Glioma: interaction of acquired and germline genetics.

Adult diffuse gliomas can be molecularly classified into more homogenous subtypes with similar clinical and molecular features using two acquired molecular alterations: IDH mutation and 1p/19q codeletion. Starting in 2016 and continuing in the 2021 edition, the WHO criteria integrated traditional histopathologic assessment with these two acquired alterations for pathological diagnosis of glioma [1]. The three primary molecular resulting subtypes are tumors with (i) both IDH mutation and 1p/19q codeletion, which are now referred to as “oligodendroglioma, IDH-mutant, and 1p/19q codeleted”, (ii) tumors with IDH mutation and with 1p/19q intact, which are now referred to as “astrocytoma, IDH-mutant”, and (iii) IDH wildtype tumors, which are now referred to as glioblastoma, IDH-wildtype. Current research has been aimed at further understanding these molecular subtypes, including the germline variants that are associated with development of these molecular subtypes.

Initial genome-wide association studies (GWAS) that treated glioma as a single entity identified nine variants in eight genes that were associated with development of adult diffuse glioma [2]. Subsequently, two GWAS performed by histological subtype identified 18 additional novel germline variants: six that were associated specifically with high grade glioma (grade IV, glioblastoma) and 12 that were associated with low grade glioma (grade II-III) [2,3]. Notably, these variants only reached genome-wide significance when the GWAS was performed within these two histological subtypes. More recently, our team performed a GWAS using the 2016 WHO criteria, stratifying patients by IDH mutation and 1p/19q codeletion and identified two additional novel regions: SNPs in D2HGDH were associated with tumors that had an IDH mutation and a SNP near FAM20C was associated with tumors that had both IDH mutation and 1p/19q codeletion [4].

The observed germline associations likely reflect the progression of glioma development. For example, while most variants are associated with particular histologic or molecular subtypes, the TP53 germline variant is associated with the development of all gliomas. Thus, TP53 may interact with some germline (or acquired) variants to facilitate the development of IDH-mutant glioma, and other germline (or acquired) variants to facilitate the development of IDH wild-type glioma (primary glioblastoma). Overall, it is very interesting that many of the germline variants associated with glioma risk are within or near genes that are commonly altered in brain tumors (e.g., CDKN2A/B, TERT, EGFR, IDH1, etc.).

One particularly interesting germline variant is rs55705857, which is associated with an approximate 6-fold increased risk of developing an IDH mutated glioma and is similar in effect size as BRCA1 with breast cancer risk. Rs55705857 is located within an intron of CCDC26, on chromosome band 8q24.21, a region that contains very few protein-coding genes. While the 8q24.21 region is associated with development of many cancers, most variants in this region that are associated with other cancers are approximately 1.5 Mb centromeric to rs55705857 [5]. The rs55705857 variant is associated with age at glioma diagnosis, with patients carrying the risk G allele having a significantly younger age at diagnosis compared with patients with the non-risk allele [6,7].

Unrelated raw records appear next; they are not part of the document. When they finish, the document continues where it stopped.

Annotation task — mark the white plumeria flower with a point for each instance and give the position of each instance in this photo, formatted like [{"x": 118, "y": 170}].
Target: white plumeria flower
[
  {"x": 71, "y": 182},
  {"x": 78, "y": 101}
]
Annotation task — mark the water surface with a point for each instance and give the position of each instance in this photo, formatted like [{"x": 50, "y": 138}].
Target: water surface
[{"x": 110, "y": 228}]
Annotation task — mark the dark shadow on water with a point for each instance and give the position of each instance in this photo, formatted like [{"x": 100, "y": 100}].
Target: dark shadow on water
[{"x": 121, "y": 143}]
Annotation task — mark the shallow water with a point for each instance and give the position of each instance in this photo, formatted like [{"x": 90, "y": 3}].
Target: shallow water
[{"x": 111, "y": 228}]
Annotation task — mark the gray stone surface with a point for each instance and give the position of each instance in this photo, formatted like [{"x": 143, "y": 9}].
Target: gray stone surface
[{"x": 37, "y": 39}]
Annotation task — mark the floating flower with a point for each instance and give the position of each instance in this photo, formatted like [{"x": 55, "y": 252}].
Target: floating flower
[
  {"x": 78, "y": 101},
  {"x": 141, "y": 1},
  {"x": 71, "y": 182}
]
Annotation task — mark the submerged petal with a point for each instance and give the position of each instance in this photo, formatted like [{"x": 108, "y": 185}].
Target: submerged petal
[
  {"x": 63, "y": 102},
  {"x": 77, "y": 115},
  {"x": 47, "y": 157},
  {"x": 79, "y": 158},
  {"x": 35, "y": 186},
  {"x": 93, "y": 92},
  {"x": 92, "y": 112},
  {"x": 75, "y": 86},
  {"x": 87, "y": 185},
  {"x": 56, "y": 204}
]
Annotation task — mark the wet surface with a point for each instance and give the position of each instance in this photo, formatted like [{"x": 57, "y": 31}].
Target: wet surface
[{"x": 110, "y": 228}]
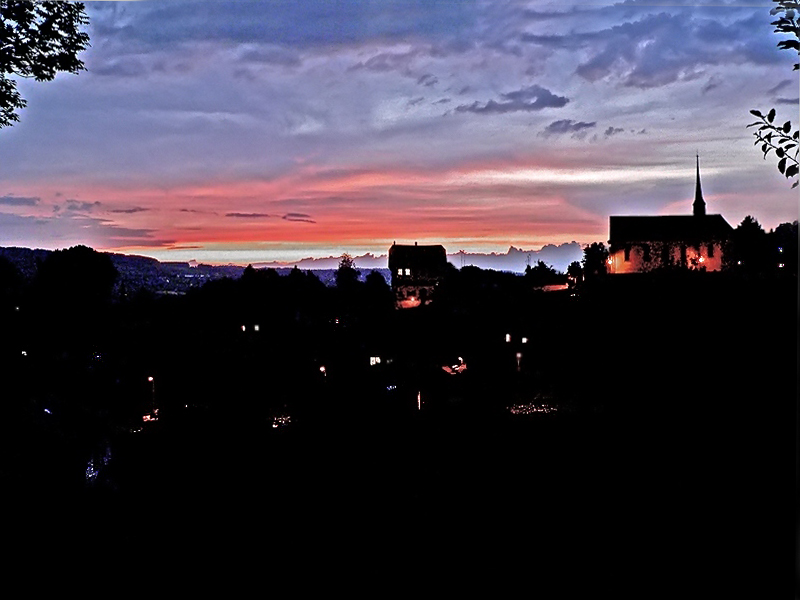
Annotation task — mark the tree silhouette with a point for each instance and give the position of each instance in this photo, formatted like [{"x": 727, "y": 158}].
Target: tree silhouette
[
  {"x": 346, "y": 274},
  {"x": 78, "y": 276},
  {"x": 541, "y": 274},
  {"x": 37, "y": 40},
  {"x": 750, "y": 247},
  {"x": 594, "y": 260},
  {"x": 773, "y": 137}
]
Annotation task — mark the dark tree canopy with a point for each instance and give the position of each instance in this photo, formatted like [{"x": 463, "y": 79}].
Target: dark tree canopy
[
  {"x": 771, "y": 135},
  {"x": 37, "y": 40},
  {"x": 594, "y": 260},
  {"x": 346, "y": 274}
]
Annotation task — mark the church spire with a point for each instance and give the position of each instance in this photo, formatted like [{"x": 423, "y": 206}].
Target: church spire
[{"x": 699, "y": 206}]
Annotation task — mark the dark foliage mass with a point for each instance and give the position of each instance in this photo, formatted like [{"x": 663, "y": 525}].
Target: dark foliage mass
[
  {"x": 297, "y": 414},
  {"x": 771, "y": 136},
  {"x": 37, "y": 41}
]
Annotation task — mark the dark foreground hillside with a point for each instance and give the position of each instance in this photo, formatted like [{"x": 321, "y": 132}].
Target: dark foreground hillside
[{"x": 644, "y": 438}]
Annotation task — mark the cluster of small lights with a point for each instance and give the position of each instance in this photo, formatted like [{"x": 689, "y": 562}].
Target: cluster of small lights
[
  {"x": 91, "y": 472},
  {"x": 281, "y": 421},
  {"x": 531, "y": 408}
]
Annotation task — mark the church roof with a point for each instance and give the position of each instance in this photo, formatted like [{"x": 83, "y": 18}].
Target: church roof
[
  {"x": 427, "y": 257},
  {"x": 671, "y": 228}
]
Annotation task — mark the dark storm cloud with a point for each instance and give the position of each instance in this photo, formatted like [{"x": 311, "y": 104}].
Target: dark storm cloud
[
  {"x": 567, "y": 126},
  {"x": 129, "y": 211},
  {"x": 302, "y": 25},
  {"x": 659, "y": 49},
  {"x": 301, "y": 217},
  {"x": 295, "y": 217},
  {"x": 427, "y": 80},
  {"x": 69, "y": 227},
  {"x": 18, "y": 201},
  {"x": 782, "y": 85},
  {"x": 528, "y": 99},
  {"x": 78, "y": 206},
  {"x": 250, "y": 215}
]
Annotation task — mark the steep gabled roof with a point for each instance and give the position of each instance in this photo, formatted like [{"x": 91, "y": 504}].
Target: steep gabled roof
[
  {"x": 671, "y": 228},
  {"x": 418, "y": 257}
]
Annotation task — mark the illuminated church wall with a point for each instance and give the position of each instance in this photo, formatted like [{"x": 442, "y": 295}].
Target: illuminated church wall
[{"x": 644, "y": 257}]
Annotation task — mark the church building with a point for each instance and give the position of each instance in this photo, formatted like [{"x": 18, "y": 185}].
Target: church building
[
  {"x": 416, "y": 273},
  {"x": 642, "y": 244}
]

The germline associations can also be used to calculate a polygenic risk score, from which to estimate relative and absolute risk of overall glioma and glioma subtypes. Using the known glioma germline variants, we developed a polygenic risk model and observed that patients with a risk score in the highest 5% for IDH-mutant 1p/19q codeleted subtype or for IDH-mutant 1p/19q intact subtype had more than a 14-fold increased risk of developing a glioma with an IDH mutation in comparison to patients with median risk scores [8]. These risk scores will not be used for population screening because of the low lifetime risk of developing glioma. However, we are currently evaluating the clinical utility of these risk scores in pre-defined high-risk groups. It is important to acknowledge that the genetic studies discussed above were all performed in European populations and thus the estimated risks may not be applicable to other populations. More research is necessary to performed GWAS in more diverse populations.

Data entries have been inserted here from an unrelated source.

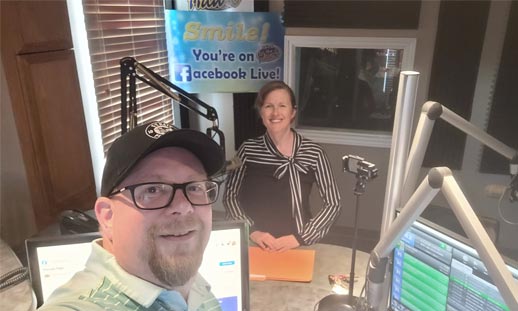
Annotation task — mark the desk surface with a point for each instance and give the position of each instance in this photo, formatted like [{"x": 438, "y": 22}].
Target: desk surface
[{"x": 294, "y": 296}]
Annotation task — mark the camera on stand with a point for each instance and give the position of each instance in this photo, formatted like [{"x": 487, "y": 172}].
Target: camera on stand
[{"x": 358, "y": 166}]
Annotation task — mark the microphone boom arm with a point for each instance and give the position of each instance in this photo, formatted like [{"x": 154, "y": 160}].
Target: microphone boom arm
[
  {"x": 429, "y": 113},
  {"x": 131, "y": 69},
  {"x": 439, "y": 179}
]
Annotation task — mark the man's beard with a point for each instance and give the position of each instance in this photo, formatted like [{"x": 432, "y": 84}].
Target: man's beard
[{"x": 178, "y": 268}]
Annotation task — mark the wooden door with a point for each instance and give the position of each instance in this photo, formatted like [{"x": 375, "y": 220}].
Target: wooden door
[{"x": 41, "y": 75}]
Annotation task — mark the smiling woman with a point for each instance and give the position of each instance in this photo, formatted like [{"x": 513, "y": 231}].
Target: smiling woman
[
  {"x": 271, "y": 189},
  {"x": 347, "y": 85}
]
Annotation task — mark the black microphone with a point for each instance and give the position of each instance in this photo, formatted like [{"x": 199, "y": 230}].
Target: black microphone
[
  {"x": 232, "y": 164},
  {"x": 229, "y": 166}
]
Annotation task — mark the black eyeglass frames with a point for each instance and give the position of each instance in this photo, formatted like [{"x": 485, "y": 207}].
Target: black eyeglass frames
[{"x": 157, "y": 195}]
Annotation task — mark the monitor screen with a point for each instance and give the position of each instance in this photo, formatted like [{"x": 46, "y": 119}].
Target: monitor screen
[
  {"x": 435, "y": 269},
  {"x": 224, "y": 266}
]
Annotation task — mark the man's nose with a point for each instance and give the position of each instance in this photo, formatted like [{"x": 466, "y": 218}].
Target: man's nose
[{"x": 180, "y": 203}]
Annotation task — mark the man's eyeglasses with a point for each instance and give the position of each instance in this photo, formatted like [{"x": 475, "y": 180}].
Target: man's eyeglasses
[{"x": 157, "y": 195}]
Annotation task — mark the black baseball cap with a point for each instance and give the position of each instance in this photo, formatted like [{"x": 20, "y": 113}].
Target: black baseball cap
[{"x": 133, "y": 146}]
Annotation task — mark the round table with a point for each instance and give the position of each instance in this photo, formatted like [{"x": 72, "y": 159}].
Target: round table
[{"x": 294, "y": 296}]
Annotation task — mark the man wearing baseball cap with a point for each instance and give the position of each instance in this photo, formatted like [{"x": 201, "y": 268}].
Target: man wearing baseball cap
[{"x": 155, "y": 218}]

Now that the major germline variants associated with glioma risk have been identified, it is critical that functional genomic studies be performed to discern the mechanism of why these variants are associated with glioma development. There will likely be important mechanistic relationships between the germline variants and the various acquired molecular alterations that are observed in the tumors and it is likely that the interplay between germline and acquired alterations will have important clinical and biologic significance.